I'm not sure what pisses me off more in these episodes, that the other party starts by treating me like someone far below them or that the conception of our relative social status does a sudden 180° the moment they realize I am in fact a foreigner and they go from stern stick-up-the-ass to sweet ass-kisser in the blink of an eye.

But, here and now, and in response to the here and now, there's nothing I can Complain about and nothing a Complaint would do. I recognize this. 

Although I did not (yet) Complain, that is not the case with the Police who got on my nerves in Zhejiang. It's just that because I didn't get in-person Real Name Verified before I left the province, there are extra hurdles to my doing anything about it.

Not that long ago, so long as I got a place to sleep, I was satisfied with my results. I bitched about things. I told stories about things. But I never Complained. Winning in the here and now was enough. 

But, just as I've come to recognize that I can't do anything about the deep set societal flaws that this (and every society to some extent) has with regards to racism or religious bigotry, I've also come to realize that every successful Complaint is a baby step in the right direction, and it's worth my time—weeks after the fact—to make sure those Complaints get filed.

And this morning's police with their coming by to check my papers on account of the merest possibility that I might be the Wrong Kind of (Chinese) Person in an episode that I can only ever bitch about but not actually do anything about has reminded me to make sure, once the Tour is over, that sternly worded letters to Zhejiang have to get written.

Starting the morning with another fucking flat tire and issues where my pump doesn't want to push air in to the tube faster than the air wants to keep leaking out, after running the battery on my pump dead, I get patched and topped off at a nearby ebike shop.

I then have a decent enough, intermittently rural, ride where - as per the usual - I change my destination more than once. 

Coming in to Jianhu as the sun is setting, I am plagued with swarms of midges that seem determined to either fly right into my eyes or my mouth.

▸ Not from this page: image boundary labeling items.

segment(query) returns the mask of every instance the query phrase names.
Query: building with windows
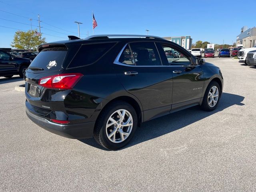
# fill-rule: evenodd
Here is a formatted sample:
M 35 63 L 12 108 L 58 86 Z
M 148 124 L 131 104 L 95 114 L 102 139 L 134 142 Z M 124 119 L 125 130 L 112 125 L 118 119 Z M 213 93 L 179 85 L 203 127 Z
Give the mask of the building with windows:
M 166 37 L 164 38 L 176 43 L 186 50 L 191 49 L 192 39 L 190 36 L 181 37 Z
M 236 36 L 236 44 L 242 44 L 244 48 L 256 46 L 256 27 L 249 29 L 247 26 L 241 28 L 241 33 Z

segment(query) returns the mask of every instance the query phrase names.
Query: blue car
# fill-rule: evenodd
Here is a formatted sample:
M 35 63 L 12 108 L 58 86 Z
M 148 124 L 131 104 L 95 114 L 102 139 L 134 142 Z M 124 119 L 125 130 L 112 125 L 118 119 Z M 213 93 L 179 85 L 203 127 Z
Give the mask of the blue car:
M 230 51 L 228 49 L 222 49 L 220 50 L 218 55 L 218 57 L 230 56 Z

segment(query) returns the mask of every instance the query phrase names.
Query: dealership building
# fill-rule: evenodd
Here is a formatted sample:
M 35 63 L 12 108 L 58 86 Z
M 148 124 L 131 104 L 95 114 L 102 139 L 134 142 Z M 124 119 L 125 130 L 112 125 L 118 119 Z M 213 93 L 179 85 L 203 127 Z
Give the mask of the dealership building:
M 256 27 L 249 29 L 247 26 L 241 28 L 241 33 L 236 36 L 236 44 L 242 44 L 244 48 L 256 46 Z
M 191 49 L 192 39 L 188 35 L 181 37 L 166 37 L 164 38 L 176 43 L 183 48 L 187 49 Z

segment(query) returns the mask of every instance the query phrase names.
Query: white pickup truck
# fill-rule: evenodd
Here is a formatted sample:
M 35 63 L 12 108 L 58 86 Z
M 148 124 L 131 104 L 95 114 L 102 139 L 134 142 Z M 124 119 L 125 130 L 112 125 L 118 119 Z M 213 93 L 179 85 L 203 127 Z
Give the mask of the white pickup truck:
M 256 50 L 256 46 L 255 46 L 254 47 L 242 49 L 239 50 L 239 51 L 238 51 L 238 52 L 237 53 L 237 57 L 238 57 L 239 59 L 239 62 L 244 63 L 247 64 L 246 60 L 247 53 L 248 53 L 248 52 L 249 51 L 254 51 L 254 50 Z
M 191 54 L 196 57 L 202 57 L 202 51 L 200 48 L 196 48 L 191 50 Z

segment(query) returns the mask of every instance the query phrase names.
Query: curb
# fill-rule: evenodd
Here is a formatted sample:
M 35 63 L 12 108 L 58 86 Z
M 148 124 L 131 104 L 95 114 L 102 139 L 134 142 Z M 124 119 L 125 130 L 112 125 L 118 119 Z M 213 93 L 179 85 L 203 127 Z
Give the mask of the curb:
M 25 84 L 15 86 L 14 89 L 17 91 L 25 91 Z

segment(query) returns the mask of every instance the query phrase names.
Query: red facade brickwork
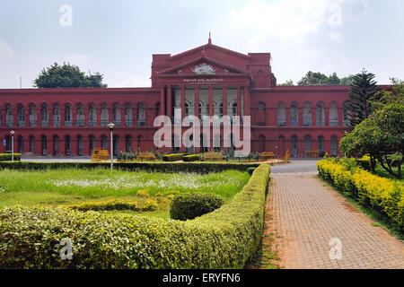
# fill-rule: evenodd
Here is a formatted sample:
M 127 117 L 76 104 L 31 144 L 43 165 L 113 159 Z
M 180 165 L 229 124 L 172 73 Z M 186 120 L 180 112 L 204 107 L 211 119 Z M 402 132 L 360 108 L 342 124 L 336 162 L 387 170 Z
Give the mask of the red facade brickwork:
M 154 55 L 151 79 L 151 88 L 0 90 L 0 152 L 11 149 L 14 130 L 16 152 L 90 155 L 110 146 L 109 122 L 116 124 L 115 153 L 156 150 L 154 117 L 173 117 L 175 106 L 182 117 L 251 116 L 253 152 L 338 152 L 349 86 L 277 86 L 269 53 L 240 54 L 209 39 L 179 55 Z

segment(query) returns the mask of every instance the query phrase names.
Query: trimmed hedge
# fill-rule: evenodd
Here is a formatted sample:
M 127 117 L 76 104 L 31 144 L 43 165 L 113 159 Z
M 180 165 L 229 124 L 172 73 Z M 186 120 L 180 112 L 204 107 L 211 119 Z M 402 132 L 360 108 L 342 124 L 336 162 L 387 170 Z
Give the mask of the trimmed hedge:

They are also attracted to my nose. As I am currently breathing with both my mouth and my nose, at least two or three of them make it down into my lungs and set off some vicious coughing fits.

I chose Jianhu because, back in Taizhou, the bike shop owner was certain that the sub-50y hotels around these parts are fine for a touring cyclist and, unlike the other counties nearby, Jianhu had enough sub 50s that I wasn't scraping the bottom of the barrel.

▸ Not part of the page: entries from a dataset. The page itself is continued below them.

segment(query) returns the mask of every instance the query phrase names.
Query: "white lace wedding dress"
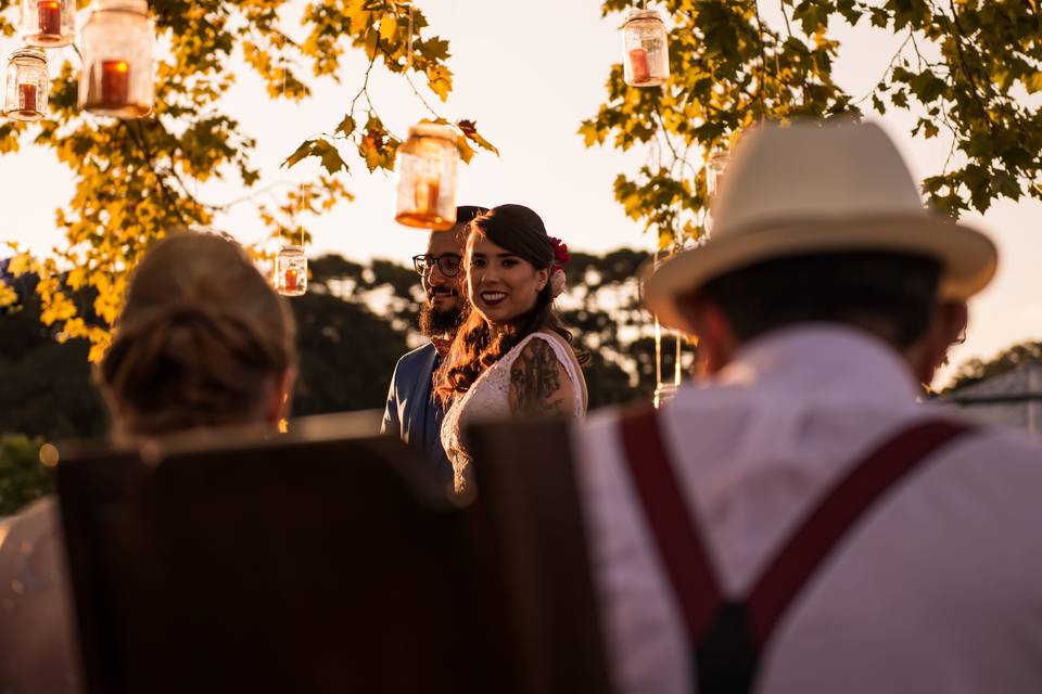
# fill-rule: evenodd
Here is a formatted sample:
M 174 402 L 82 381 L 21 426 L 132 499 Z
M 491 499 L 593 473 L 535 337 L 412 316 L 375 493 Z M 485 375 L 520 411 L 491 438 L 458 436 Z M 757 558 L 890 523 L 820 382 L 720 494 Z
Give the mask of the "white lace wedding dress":
M 575 394 L 574 415 L 581 417 L 586 414 L 586 385 L 582 381 L 579 362 L 571 348 L 557 335 L 542 331 L 532 333 L 478 376 L 470 389 L 453 400 L 453 404 L 445 413 L 445 419 L 442 421 L 442 447 L 453 463 L 457 492 L 462 491 L 467 486 L 465 472 L 470 464 L 463 432 L 468 426 L 482 420 L 503 420 L 511 416 L 510 368 L 525 345 L 533 339 L 546 340 L 554 349 L 554 355 L 564 365 L 564 371 L 572 382 L 572 391 Z

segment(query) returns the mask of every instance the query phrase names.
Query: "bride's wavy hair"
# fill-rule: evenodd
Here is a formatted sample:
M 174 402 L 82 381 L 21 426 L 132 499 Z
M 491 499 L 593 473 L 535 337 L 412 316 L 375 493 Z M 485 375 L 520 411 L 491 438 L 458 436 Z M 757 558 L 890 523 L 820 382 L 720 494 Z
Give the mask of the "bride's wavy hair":
M 485 237 L 531 262 L 536 270 L 550 270 L 552 274 L 554 242 L 547 235 L 543 220 L 532 209 L 523 205 L 500 205 L 474 218 L 470 222 L 465 257 L 468 271 L 474 241 L 479 237 Z M 536 296 L 535 306 L 511 320 L 503 331 L 494 333 L 481 313 L 468 310 L 448 355 L 435 374 L 435 394 L 442 404 L 447 407 L 453 397 L 469 390 L 478 376 L 532 333 L 552 331 L 571 344 L 571 332 L 554 310 L 551 284 L 548 281 Z M 575 350 L 575 356 L 580 364 L 588 360 L 588 356 L 581 350 Z
M 179 231 L 138 266 L 96 372 L 119 435 L 263 417 L 296 363 L 293 314 L 239 244 Z

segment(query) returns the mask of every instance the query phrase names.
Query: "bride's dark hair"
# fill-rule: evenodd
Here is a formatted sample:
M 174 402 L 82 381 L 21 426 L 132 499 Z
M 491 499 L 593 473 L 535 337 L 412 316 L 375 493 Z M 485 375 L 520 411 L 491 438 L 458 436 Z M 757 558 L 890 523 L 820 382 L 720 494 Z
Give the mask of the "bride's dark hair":
M 543 220 L 528 207 L 500 205 L 474 218 L 470 222 L 467 242 L 465 260 L 468 266 L 473 242 L 480 236 L 528 260 L 536 270 L 550 270 L 552 274 L 554 242 L 547 235 Z M 554 311 L 551 284 L 547 282 L 539 291 L 531 310 L 514 318 L 506 330 L 497 333 L 493 333 L 478 311 L 469 310 L 456 332 L 445 361 L 435 374 L 435 394 L 443 404 L 447 406 L 456 394 L 469 390 L 478 376 L 532 333 L 549 330 L 568 343 L 572 342 L 572 334 Z M 579 350 L 575 356 L 581 364 L 588 359 L 585 352 Z

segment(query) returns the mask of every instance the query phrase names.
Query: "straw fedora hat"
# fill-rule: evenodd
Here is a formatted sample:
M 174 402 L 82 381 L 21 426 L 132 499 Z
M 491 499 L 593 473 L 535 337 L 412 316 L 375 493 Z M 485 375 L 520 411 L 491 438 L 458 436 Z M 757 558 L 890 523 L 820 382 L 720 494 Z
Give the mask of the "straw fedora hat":
M 710 280 L 785 256 L 888 250 L 941 262 L 942 298 L 966 299 L 995 274 L 980 232 L 924 207 L 897 147 L 875 124 L 754 128 L 735 149 L 713 205 L 712 236 L 645 275 L 663 325 L 691 332 L 677 298 Z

The extra I paid for the a/c remote and also to do my laundry brought me up to 59y but he was right. It was eminently acceptable. So acceptable in fact that, faced with a very large volume of work the next day, I kept the same room instead of moving someplace a dollar or two more expensive.

--

¹ By which I explicitly mean a place where people come from other countries to work for periods of less than 5 years, often without making any effort to integrate into the local culture.

² After the third time they knocked and two previous "give me a moment to get dressed".